De ce temps, où nos pères et nos grands-pères partaient chaque automne, aussi régulièrement que l'hirondelle voyageuse, pour aller s'enfoncer dans les forêts vierges de l'Outaouais et de la Gatineau.
Le type du voyageur[1] était si bien dessiné et ses excentricités en étaient si bizarres, qu'il nous semble que c'était hier.

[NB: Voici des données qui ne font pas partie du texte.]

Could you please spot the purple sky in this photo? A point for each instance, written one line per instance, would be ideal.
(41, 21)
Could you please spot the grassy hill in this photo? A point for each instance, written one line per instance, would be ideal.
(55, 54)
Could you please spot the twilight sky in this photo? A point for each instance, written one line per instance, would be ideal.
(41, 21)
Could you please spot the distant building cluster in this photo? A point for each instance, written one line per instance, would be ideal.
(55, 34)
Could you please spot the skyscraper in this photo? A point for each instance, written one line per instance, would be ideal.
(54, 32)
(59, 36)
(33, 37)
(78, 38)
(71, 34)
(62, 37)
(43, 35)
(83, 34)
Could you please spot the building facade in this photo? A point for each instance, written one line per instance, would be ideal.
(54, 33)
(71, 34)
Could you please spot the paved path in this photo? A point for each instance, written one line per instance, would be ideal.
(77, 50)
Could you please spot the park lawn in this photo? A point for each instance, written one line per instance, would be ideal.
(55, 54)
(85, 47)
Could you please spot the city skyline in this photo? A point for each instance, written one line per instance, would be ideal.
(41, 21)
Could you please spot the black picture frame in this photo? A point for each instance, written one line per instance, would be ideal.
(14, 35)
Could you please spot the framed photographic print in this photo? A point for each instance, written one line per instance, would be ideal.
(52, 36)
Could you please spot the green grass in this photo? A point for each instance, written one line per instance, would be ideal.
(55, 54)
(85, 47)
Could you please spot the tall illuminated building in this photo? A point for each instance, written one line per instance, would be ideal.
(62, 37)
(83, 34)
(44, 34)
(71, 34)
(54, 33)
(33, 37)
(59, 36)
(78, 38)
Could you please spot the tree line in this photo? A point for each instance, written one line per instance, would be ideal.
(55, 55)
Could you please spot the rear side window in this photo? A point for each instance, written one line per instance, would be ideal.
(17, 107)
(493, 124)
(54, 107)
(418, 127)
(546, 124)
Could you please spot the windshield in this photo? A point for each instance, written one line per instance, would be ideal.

Chaque village, sur le littoral du Saint-Laurent, depuis Montréal jusqu'à Québec, fournissait son contingent annuel à la brigade «des gens d'en haut».
On partait vers la mi-septembre en canot d'écorce; on remontait le fleuve en chantant gaiement, les refrains sur l'aviron. À Montréal, on achetait les haches de chantier et on prenait une «fête» avant de mettre la proue vers «Bytown», où se trouvait alors le rendez-vous des bons vivants:
À Bytown, c'est une jolie place,
Mais il y a beaucoup de crasse
Il y a des jolies filles
Et aussi des polissons,
Dans les chantiers nous hivernerons,
Dans les chantiers nous hivernerons.
Le premier soin, en arrivant à la future capitale du Canada, était d'aller faire son engagement pour l'hiver, et de retirer une avance de gages qui était ordinairement sacrifiée à Bacchus. Nos pères qui ne se piquaient pas de connaître leur mythologie, disaient à «Molson». Et Dieu sait, s'ils le patronnaient, ce célèbre distillateur à la réputation éminemment franco-canadienne.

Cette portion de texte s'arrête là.